O PAICV fala na necessidade de se promover a cooperação e competição entre os diferentes intervenientes ligados ao sector da pesca artesanal, beneficiar de economia de escala e contribuir para a existência de cooperativas ou empresas comunitárias, dando assim maior formalização à actividade.

Também defende a renovação da frota semi-industrial e a criação de condições para a pesca de longo curso.

“Constatamos também que existe a necessidade de se apoiar a dinamização da pesca semi-industrial, através da criação de condições para que possamos ter pesca de longo curso por via do incentivo à renovação das embarcações. As embarcações existentes estão obsoletas, acarretando com isso enormes custos operacionais e impossibilitando a diversificação da captura e, de certa forma, contribuindo para que a actividade pesqueira em si seja pouco rentável ou não rentável”, diz.

“Existe também a necessidade de apoiar o subsector intermédio do processamento/agregação de valor para que possamos ter cada vez mais agregação de valor aos produtos da pesca, por exemplo, através de incentivos direccionados, tendo em vista a estruturação da actividade, através da melhoria da eficiência produtiva, concessão e implementação de estratégias de acesso a novos mercados”, acrescenta.

O PAICV pretende promover o programa “exportar cá dentro” que possibilite a ligação entre os diferentes sectores da cadeia de valor das pescas, para que se possa ter o nicho do mercado turístico hoteleiro como uma opção.

O apoio à beneficiação e à construção de infra-estruturas de suporte à actividade pesqueira, ao longo da cadeia de valor, e a criação de um fundo rotativo, proporcionando a geração de postos de trabalho, são outras apostas.

“Daremos uma atenção especial ao combate à pesca ilegal, não declarada e não regulamentada, a aposta na investigação haliêutica como suporte à tomada de decisões num plano de definição de políticas de sustentabilidade. Em outros domínios, daremos uma atenção especial à questão do turismo de cruzeiro, à reparação naval, e com isso a Cabnave merecerá a nossa especial atenção, com o relançamento do dossier. Nós vamos trabalhar para que, efectivamente, o domínio do transbordo possa ser explorado e possamos contribuir para que as diferentes potencialidades sejam efectivamente exploradas e dêem um contributo para que as outras actividades que estão relacionados possam também se desenvolver”, assegura.

PP

O Partido Popular (PP) afirma que o sector das pescas e economia marítima é estratégico e de importância vital para o desenvolvimento social e económico do país, mas também entende que não tem merecido a devida atenção dos governos. Para o partido, os governos não têm capitalizado os investimentos necessários, para que possa contribuir, de facto, para o crescimento da economia nacional.

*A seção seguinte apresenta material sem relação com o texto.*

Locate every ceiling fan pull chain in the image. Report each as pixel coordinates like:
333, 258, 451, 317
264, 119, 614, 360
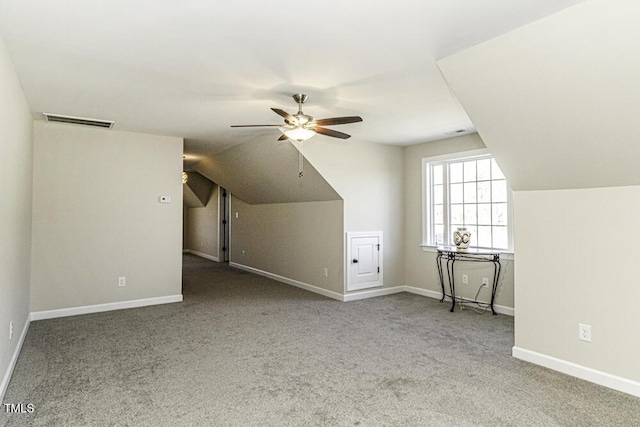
298, 142, 304, 178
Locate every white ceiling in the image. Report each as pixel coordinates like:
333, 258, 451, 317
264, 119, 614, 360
0, 0, 580, 152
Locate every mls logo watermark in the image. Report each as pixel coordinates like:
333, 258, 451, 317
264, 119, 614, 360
3, 403, 36, 414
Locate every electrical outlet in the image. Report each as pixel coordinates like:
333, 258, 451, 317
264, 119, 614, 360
578, 323, 591, 342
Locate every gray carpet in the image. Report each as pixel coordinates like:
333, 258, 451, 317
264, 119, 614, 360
0, 256, 640, 427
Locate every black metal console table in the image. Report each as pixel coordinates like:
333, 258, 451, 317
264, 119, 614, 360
436, 246, 502, 315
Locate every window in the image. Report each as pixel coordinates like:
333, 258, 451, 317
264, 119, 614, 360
423, 150, 513, 252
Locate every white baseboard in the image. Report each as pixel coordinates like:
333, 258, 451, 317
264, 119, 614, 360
31, 294, 182, 320
183, 249, 220, 262
342, 286, 405, 302
403, 286, 515, 317
511, 346, 640, 397
402, 286, 442, 299
222, 262, 515, 317
0, 316, 31, 403
229, 262, 343, 301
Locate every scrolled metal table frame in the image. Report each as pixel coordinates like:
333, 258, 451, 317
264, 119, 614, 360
436, 246, 502, 315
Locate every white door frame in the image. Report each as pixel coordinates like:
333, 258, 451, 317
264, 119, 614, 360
344, 231, 384, 293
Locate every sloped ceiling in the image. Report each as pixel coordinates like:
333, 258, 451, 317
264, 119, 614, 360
438, 0, 640, 190
182, 171, 214, 208
191, 135, 341, 204
0, 0, 580, 151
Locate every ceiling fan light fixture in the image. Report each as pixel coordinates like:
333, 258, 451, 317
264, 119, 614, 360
280, 126, 316, 141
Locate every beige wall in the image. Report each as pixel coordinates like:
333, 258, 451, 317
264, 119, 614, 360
404, 134, 514, 308
514, 186, 640, 381
438, 0, 640, 393
186, 185, 220, 259
31, 122, 182, 312
230, 196, 344, 293
304, 137, 404, 287
0, 38, 33, 401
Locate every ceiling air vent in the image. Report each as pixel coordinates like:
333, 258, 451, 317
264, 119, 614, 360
42, 113, 115, 129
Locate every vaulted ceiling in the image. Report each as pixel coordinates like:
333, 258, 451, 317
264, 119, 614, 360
0, 0, 579, 159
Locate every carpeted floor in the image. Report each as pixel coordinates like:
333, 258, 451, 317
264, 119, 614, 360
0, 255, 640, 427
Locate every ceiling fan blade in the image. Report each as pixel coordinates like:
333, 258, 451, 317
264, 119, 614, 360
271, 108, 296, 123
231, 125, 282, 128
314, 126, 351, 139
316, 116, 362, 126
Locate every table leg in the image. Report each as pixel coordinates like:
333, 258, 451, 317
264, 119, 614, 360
436, 252, 447, 302
491, 258, 502, 316
447, 257, 456, 313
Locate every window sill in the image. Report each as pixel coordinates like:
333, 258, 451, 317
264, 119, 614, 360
420, 244, 515, 261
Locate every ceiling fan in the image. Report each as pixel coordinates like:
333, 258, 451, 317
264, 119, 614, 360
231, 93, 362, 141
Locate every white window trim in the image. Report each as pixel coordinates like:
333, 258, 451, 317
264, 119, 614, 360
420, 148, 514, 259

Nelson Monteiro, membro do PP, afirma que os problemas começam, sobretudo, nos pescadores locais, que não têm condições para o exercício da actividade.

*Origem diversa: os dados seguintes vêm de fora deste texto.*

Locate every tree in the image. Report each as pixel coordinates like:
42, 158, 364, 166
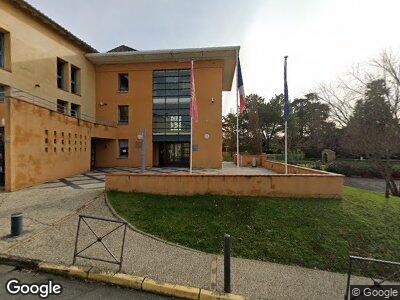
342, 79, 400, 197
316, 51, 400, 127
258, 94, 284, 153
288, 93, 337, 157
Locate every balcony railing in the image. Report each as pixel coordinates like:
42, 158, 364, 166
10, 87, 117, 127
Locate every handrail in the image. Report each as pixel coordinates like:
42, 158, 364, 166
10, 87, 117, 127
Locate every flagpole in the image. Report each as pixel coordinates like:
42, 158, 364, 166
190, 117, 193, 173
285, 121, 287, 174
283, 55, 290, 174
236, 50, 240, 168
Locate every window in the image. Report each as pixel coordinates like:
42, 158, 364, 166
57, 58, 67, 90
0, 32, 6, 69
118, 140, 128, 157
0, 85, 6, 102
153, 69, 190, 139
71, 65, 81, 94
118, 73, 129, 92
118, 105, 129, 124
71, 103, 81, 118
57, 99, 68, 114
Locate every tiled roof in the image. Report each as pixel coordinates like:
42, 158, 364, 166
107, 45, 137, 53
8, 0, 98, 53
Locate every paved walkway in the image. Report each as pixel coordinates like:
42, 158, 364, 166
33, 162, 275, 190
5, 195, 382, 299
0, 265, 170, 300
0, 186, 104, 251
344, 177, 386, 192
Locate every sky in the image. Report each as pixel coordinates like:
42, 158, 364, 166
28, 0, 400, 114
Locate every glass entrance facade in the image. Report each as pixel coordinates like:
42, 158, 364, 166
153, 69, 190, 142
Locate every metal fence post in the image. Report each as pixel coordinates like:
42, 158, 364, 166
224, 234, 231, 293
140, 128, 147, 173
11, 213, 23, 236
344, 256, 353, 300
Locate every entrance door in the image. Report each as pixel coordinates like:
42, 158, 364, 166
160, 143, 190, 167
0, 127, 5, 186
90, 139, 96, 170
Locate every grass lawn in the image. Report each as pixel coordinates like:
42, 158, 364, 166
108, 187, 400, 272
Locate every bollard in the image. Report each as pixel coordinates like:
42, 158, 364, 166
224, 234, 231, 293
11, 213, 23, 236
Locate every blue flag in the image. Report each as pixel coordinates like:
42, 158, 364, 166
283, 56, 290, 122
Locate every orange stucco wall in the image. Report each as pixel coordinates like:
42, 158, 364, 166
261, 158, 332, 175
106, 173, 343, 198
96, 61, 223, 168
4, 98, 112, 191
0, 0, 96, 117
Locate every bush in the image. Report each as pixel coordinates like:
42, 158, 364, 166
326, 160, 400, 178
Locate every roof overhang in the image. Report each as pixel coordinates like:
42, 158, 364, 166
86, 46, 240, 91
9, 0, 98, 53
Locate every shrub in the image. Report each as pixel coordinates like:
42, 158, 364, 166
326, 160, 400, 178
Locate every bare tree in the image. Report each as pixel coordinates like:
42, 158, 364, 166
342, 79, 400, 197
317, 51, 400, 127
370, 50, 400, 121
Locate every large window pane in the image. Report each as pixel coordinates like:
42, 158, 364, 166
118, 140, 128, 157
118, 105, 129, 125
0, 85, 6, 102
153, 69, 191, 135
118, 73, 129, 92
0, 32, 5, 68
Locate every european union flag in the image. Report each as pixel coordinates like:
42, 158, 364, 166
283, 56, 290, 122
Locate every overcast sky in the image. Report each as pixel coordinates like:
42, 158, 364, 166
28, 0, 400, 113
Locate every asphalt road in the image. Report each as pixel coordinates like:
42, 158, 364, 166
0, 265, 171, 300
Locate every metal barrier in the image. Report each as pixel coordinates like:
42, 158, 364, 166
10, 87, 117, 127
73, 215, 127, 271
344, 255, 400, 300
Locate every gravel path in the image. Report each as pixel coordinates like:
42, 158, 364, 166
344, 177, 399, 192
5, 195, 382, 299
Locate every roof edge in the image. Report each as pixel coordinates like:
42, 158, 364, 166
8, 0, 99, 53
86, 46, 240, 58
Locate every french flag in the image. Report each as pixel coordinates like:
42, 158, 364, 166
237, 57, 246, 113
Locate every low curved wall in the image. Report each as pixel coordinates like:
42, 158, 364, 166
106, 173, 344, 198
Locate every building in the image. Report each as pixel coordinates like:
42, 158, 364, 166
0, 0, 239, 191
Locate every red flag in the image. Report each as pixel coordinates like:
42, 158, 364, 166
190, 60, 199, 123
237, 57, 246, 113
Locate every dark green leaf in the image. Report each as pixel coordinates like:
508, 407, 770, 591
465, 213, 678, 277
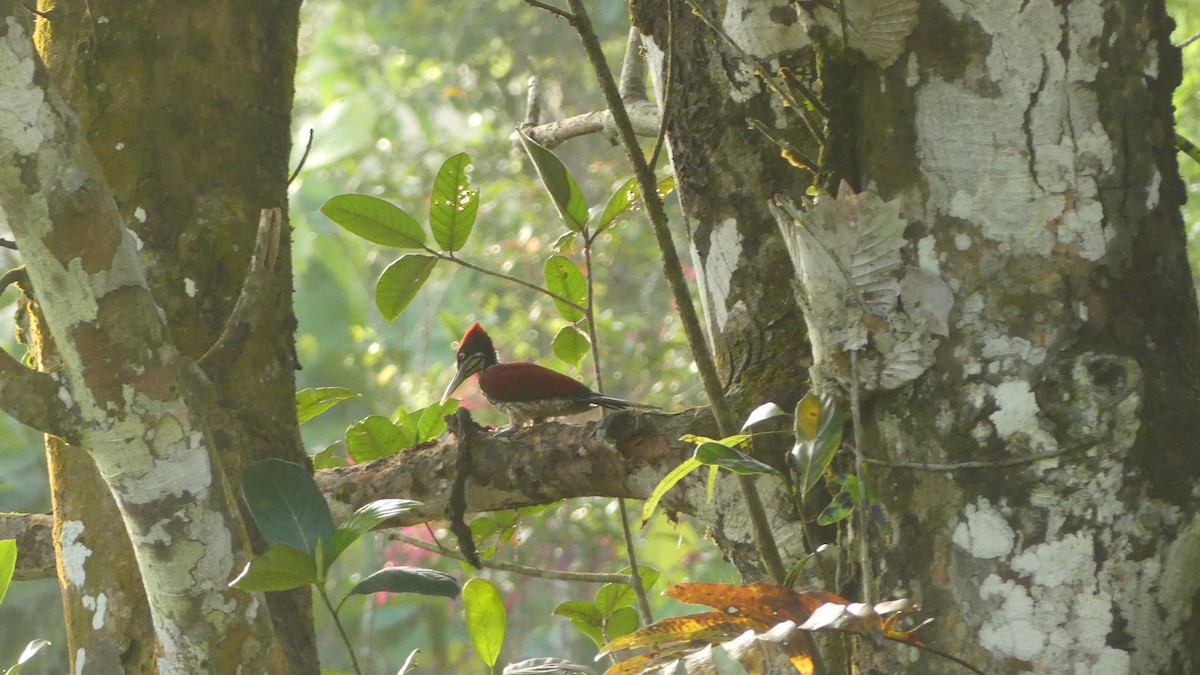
416, 399, 458, 443
324, 500, 421, 569
596, 175, 674, 234
320, 195, 425, 249
551, 325, 592, 365
229, 544, 318, 591
462, 577, 508, 668
595, 584, 637, 614
0, 539, 17, 603
604, 607, 641, 641
554, 601, 608, 647
296, 387, 359, 424
517, 131, 588, 232
346, 414, 407, 464
544, 256, 588, 322
787, 394, 842, 497
430, 153, 479, 251
638, 458, 703, 523
241, 459, 334, 556
312, 443, 349, 471
349, 567, 458, 599
695, 443, 784, 478
376, 253, 438, 321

“Em alguns locais, o pessoal tem muitos problemas em relação à saída e entrada de barcos dos locais onde estão, portanto, uma das soluções seria a construção de cais de pesca. O pescador sai, faz a sua pesca, volta com a sua mercadoria e tem problema para conservação do pescado. Temos que investir neste tipo de coisas, câmaras frigoríficas, no fornecimento de gelo para que possam preservar o pescado, ajudar na aquisição de motores para os barcos, na compra de combustíveis para que possam sair para o mar”, aponta.

O partido aponta a necessidade de revisão do acordo de pescas entre Cabo Verde e a União Europeia. Segundo Nelson Monteiro, nos moldes em que está, o acordo não serve os interesses do país.

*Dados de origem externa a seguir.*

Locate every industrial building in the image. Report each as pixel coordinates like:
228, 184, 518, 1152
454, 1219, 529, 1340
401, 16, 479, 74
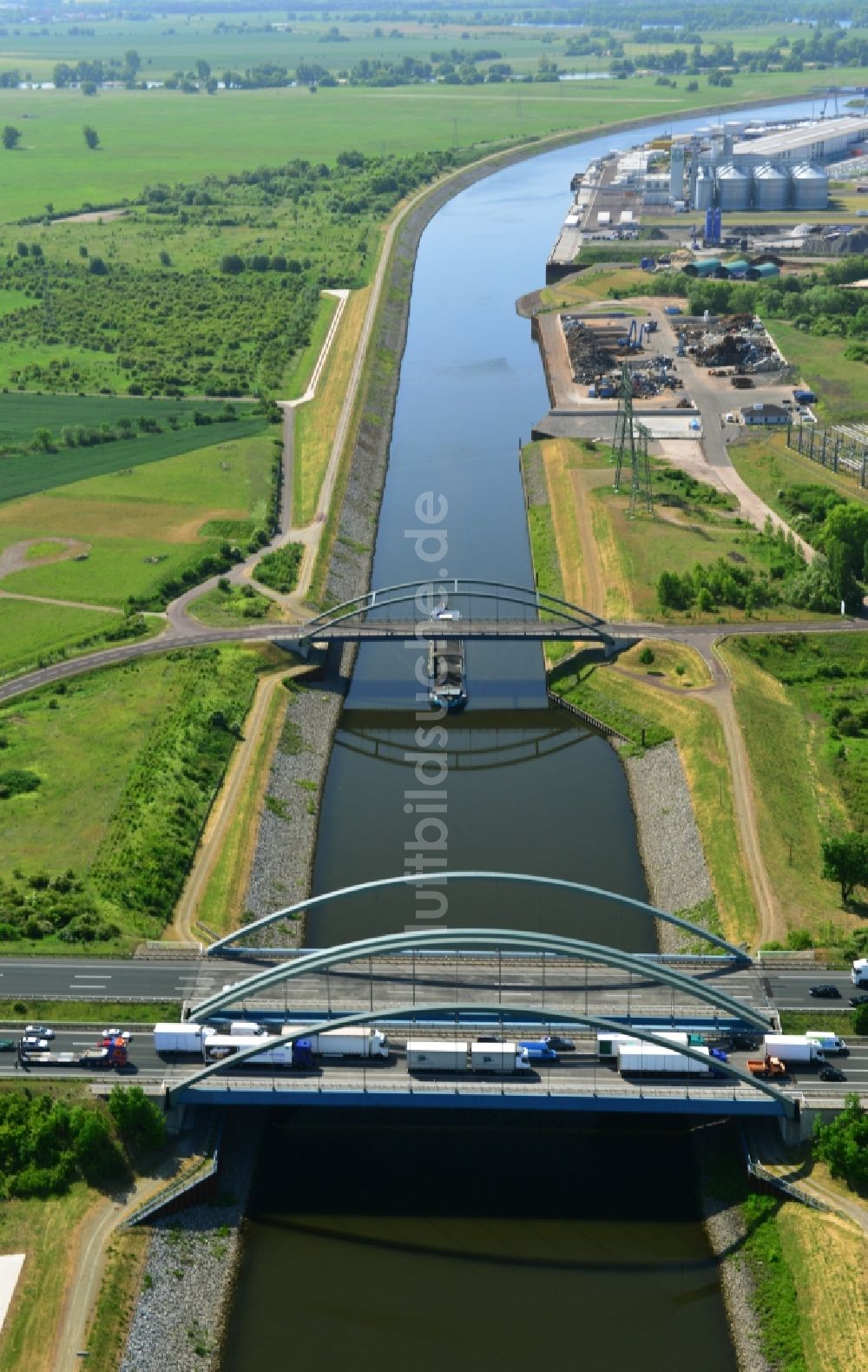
669, 116, 868, 213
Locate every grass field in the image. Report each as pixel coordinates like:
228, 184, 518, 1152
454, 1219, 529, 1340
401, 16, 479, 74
0, 417, 265, 501
0, 648, 270, 953
720, 641, 860, 941
196, 686, 288, 934
0, 1179, 100, 1372
0, 1000, 181, 1027
0, 598, 127, 678
729, 433, 868, 518
0, 424, 274, 606
0, 69, 861, 222
553, 642, 757, 942
292, 288, 369, 527
766, 320, 868, 424
281, 287, 339, 400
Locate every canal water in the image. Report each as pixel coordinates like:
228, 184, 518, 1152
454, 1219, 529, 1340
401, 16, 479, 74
222, 104, 809, 1372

“Dentro do sector da economia marítima, o acordo de pesca com a UE é um acordo que em parte beneficia Cabo Verde, diz que os navios que fazem parte da UE têm 8 mil toneladas de pescado por ano para capturar nas nossas águas, em relação a isso, tem o valor estipulado de 750 mil euros por ano, que o governo recebe. Mas tem um lado que peca, por exemplo, quando estabelecem a quota de pescado, se o pessoal ultrapassar isso é aplicada uma multa, então, esse valor de multa é o mesmo, independente da quantidade de peixe em excesso. Eu acho que deveria haver multas severas para os infractores que ultrapassam as quotas”, afirma.

Nelson Monteiro destaca as potencialidades do país na área das pescas e da Economia Marítima, mas afirma que falta capacidade para negociar.

Por isso, o PP defende o desenvolvimento de actividades que sejam mais-valia para Cabo Verde.

“O investimento tem que ser feito onde o país possa ser dono do negócio ou principal accionista, porque fazer um acordo onde o maior beneficiário não seja o nosso país é deixar que nos roubem a cavala na bolsa. Por isso que eu digo, a parte da aquacultura, que ainda é pouco explorada, é um sector onde temos que aproveitar, porque baías para isso temos, precisamos explorar isso de forma que beneficie o nosso país e não terceiros”, preconiza.

“Dentro da área da pesca, ajudar os que realmente precisam, que são os nossos pescadores que dia-a-dia estão na luta, e ajudá-los a fazer isso de uma forma que seja sustentável”, sublinha.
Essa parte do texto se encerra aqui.